Replicate the third round including the remainders. This time your food that is left is forwards as well as your right foot is back for the Split Squats.

Round 4:
Exercise #7 – Lateral Squats
Begin with your feet together and drop your butt down into a squat. Bring your hands together in front of you. Now take a step to the right with your right foot then step the left foot to the right, while remaining in the squat. Take another step to the right, before you go back the other way. Keep alternating two steps in each direction, while staying in your squat. This move you may understand from T25.

20 Second Rest

Exercise #8 – Oblique Knee Pulls
So the right leg hardly has any of your weight on in, separate the legs and slender to the left. Extend the right arm upward into the heavens, and put the left hand on your abs. For every single repetition bring the right knee upward, while bringing down the right elbow, to meet half way. You do then 30 seconds on the left and 30 seconds on the right. Should you prefer to make this more challenging keep your toe of the earth the entire time.
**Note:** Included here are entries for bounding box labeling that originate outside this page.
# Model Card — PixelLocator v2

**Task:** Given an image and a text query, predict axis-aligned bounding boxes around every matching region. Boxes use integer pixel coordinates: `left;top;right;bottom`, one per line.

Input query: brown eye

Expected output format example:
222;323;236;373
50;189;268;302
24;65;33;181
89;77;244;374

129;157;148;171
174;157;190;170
This exercise may be recognized by you from Abs Core Plus, in P90X.

20 Second Rest

Round 4 – Repeat
Repeat the 2nd round including the rests.

Bonus Round:
Exercise #9 – Uninterruptible Power Supply & Down
Bonus exercise! And it is still another simple move from Insanity. Begin in plank position, drop your right elbow to the floor under the shoulder. After, place the left elbow on the ground under the left shoulder. Your shoulders should not move the whole time. You do 30 seconds leading to the right and then 30 seconds leading with the left.

Cool Down
At the ending of the work rest for a 5-minute cooldown. The stretches include child’s pose, sit and rReach, splits, a quad stretch as well as a shoulder stretch.